In a nutshell U.L.M. came so, so close to bowl eligibility, though not to say that the Warhawks would have necessarily gone bowling with a 6-6 mark. They may have, however, taking the third Sun Belt tie-in that went to Middle Tennessee State, but that’s water under the bridge. Such conversations only matter when you take care of business down the stretch, which U.L.M. most definitely did not do against rival Louisiana-Lafayette in the season finale. At 5-6, needing only a win against a two-win conference foe, the Warhawks came up short: U.L.L. 23, U.L.M. 22, another year of close-but-no-cigar for the Warhawks. But there were still several positives to take from the season, like the play of a freshman quarterback, the play of the offense as a whole and the surprising coaching acumen displayed by a maligned first-year coach – maligned for his work elsewhere – in Todd Berry, who seems to have this program aimed in the right direction.

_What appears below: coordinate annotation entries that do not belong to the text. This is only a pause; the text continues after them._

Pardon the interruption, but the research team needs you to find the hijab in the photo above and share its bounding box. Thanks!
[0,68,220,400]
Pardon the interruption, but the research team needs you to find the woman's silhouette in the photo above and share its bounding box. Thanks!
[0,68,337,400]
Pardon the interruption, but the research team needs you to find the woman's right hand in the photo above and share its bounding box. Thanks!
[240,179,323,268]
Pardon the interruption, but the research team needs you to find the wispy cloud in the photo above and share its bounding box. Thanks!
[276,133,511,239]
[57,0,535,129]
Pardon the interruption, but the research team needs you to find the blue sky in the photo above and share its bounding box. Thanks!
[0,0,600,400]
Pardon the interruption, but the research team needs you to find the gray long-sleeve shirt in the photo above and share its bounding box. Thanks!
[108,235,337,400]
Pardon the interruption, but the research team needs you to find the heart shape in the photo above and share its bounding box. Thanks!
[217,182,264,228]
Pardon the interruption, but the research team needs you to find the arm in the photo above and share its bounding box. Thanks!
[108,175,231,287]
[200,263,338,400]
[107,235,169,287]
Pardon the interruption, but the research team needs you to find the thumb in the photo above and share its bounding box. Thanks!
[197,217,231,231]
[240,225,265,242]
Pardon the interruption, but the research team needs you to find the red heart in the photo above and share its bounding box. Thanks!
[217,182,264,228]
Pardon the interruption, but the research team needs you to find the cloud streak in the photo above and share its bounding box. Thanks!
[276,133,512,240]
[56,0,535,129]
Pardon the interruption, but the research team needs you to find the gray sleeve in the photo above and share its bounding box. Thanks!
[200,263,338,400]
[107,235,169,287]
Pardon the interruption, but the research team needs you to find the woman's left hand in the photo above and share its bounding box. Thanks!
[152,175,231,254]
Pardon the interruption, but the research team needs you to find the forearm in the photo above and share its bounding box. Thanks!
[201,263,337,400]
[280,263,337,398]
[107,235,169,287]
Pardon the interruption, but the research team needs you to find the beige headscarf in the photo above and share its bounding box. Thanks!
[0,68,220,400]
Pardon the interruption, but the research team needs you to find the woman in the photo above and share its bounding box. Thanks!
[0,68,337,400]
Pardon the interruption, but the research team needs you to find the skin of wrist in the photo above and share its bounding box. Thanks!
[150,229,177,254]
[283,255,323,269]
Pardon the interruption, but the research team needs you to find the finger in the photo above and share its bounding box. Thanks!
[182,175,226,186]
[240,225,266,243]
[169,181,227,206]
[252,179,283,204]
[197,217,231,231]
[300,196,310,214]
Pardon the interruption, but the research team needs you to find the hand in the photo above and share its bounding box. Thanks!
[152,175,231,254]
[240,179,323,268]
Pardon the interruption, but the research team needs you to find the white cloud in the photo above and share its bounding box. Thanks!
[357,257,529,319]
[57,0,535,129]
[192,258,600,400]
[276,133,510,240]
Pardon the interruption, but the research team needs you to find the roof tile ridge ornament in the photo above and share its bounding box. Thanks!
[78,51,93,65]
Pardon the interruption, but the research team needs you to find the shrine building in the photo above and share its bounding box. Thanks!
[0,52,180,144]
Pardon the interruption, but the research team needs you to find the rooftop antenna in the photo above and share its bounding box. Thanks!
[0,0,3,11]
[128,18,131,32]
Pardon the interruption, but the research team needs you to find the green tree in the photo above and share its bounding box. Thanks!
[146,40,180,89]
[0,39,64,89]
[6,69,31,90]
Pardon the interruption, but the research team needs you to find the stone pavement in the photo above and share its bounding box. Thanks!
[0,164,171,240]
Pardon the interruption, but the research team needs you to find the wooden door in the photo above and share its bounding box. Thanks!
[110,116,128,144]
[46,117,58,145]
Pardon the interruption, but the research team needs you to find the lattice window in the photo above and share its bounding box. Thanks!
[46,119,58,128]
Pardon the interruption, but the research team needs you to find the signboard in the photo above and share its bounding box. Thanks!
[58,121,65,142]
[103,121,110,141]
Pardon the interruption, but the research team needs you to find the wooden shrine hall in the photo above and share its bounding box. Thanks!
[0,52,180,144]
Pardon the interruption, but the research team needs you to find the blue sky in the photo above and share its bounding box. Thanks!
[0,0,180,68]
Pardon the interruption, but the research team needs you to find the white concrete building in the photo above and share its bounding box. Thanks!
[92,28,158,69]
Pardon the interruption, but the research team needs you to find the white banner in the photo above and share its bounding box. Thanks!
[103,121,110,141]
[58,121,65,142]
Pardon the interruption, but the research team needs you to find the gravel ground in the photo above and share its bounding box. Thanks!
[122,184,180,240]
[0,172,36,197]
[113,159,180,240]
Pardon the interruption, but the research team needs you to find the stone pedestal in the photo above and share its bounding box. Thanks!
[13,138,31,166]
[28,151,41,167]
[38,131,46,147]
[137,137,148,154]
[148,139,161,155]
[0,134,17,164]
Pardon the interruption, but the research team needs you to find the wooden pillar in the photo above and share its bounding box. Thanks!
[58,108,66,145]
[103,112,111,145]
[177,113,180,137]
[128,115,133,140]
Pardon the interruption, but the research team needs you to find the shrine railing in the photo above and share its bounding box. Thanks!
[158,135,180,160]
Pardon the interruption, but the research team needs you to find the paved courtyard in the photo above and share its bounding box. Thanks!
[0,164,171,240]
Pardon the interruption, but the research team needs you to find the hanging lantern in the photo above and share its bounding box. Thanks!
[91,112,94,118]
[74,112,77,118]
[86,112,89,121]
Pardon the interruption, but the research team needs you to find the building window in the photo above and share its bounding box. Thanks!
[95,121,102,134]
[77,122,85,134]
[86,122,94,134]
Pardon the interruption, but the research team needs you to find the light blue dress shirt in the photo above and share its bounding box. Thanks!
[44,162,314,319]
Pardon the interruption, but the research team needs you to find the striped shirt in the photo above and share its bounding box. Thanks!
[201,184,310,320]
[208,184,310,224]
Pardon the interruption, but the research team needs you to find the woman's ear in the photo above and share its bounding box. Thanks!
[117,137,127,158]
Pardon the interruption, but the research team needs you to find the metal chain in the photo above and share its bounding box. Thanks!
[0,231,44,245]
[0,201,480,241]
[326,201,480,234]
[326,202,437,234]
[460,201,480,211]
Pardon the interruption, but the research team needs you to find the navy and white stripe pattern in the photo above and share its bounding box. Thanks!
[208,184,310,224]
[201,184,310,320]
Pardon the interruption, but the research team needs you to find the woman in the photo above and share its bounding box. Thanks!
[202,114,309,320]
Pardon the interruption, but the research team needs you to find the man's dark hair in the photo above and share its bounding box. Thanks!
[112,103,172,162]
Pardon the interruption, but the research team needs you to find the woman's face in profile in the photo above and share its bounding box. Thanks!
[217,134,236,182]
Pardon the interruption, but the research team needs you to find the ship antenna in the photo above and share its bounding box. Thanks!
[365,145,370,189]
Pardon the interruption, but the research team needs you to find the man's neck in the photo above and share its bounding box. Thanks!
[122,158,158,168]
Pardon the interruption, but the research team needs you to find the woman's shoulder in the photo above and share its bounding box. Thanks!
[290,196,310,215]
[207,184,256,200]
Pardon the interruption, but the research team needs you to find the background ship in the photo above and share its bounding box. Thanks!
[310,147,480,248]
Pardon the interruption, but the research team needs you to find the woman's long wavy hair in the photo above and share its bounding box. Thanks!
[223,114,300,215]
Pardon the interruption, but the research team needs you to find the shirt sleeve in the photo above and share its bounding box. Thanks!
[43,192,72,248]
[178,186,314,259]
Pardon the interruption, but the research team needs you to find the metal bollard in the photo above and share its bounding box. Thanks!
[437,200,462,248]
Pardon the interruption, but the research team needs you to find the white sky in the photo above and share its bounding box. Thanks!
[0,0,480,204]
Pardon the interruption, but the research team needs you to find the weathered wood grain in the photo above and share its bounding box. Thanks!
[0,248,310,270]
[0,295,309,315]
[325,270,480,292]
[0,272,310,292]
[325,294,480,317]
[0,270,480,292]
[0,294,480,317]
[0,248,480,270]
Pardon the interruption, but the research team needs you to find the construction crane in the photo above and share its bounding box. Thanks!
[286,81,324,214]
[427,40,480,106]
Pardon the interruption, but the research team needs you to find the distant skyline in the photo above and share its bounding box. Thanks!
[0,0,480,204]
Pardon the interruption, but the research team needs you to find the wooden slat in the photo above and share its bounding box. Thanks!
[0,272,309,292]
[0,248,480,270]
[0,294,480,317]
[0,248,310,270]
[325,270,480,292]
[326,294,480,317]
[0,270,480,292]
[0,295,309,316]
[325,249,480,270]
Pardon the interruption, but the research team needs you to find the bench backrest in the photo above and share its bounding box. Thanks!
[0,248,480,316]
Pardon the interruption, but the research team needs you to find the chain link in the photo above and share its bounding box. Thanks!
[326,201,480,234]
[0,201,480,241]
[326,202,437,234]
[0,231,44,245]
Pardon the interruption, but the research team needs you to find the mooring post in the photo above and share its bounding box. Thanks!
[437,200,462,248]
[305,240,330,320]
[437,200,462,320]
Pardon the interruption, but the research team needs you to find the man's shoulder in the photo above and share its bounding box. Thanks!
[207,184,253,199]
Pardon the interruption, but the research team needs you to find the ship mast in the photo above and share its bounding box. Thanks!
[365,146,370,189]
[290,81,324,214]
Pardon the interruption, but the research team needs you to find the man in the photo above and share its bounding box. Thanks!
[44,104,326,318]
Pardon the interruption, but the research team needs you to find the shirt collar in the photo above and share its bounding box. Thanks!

High point Without question, the high point of last season was an impressive 14-point win over Troy. The Warhawks put the clamps down on Troy’s high-powered offense, limiting the Trojans to a season-low 285 yards of offense while doing a fabulous job on third down.
Low point The loss to the Ragin’ Cajuns. Losing to your prime rival always hurts; losing to your prime rival with bowl hopes on the line hurts worse than you can imagine. That result might not have mattered had U.L.M. sneaked past Florida International three weeks before, but the Warhawks came up just short in overtime.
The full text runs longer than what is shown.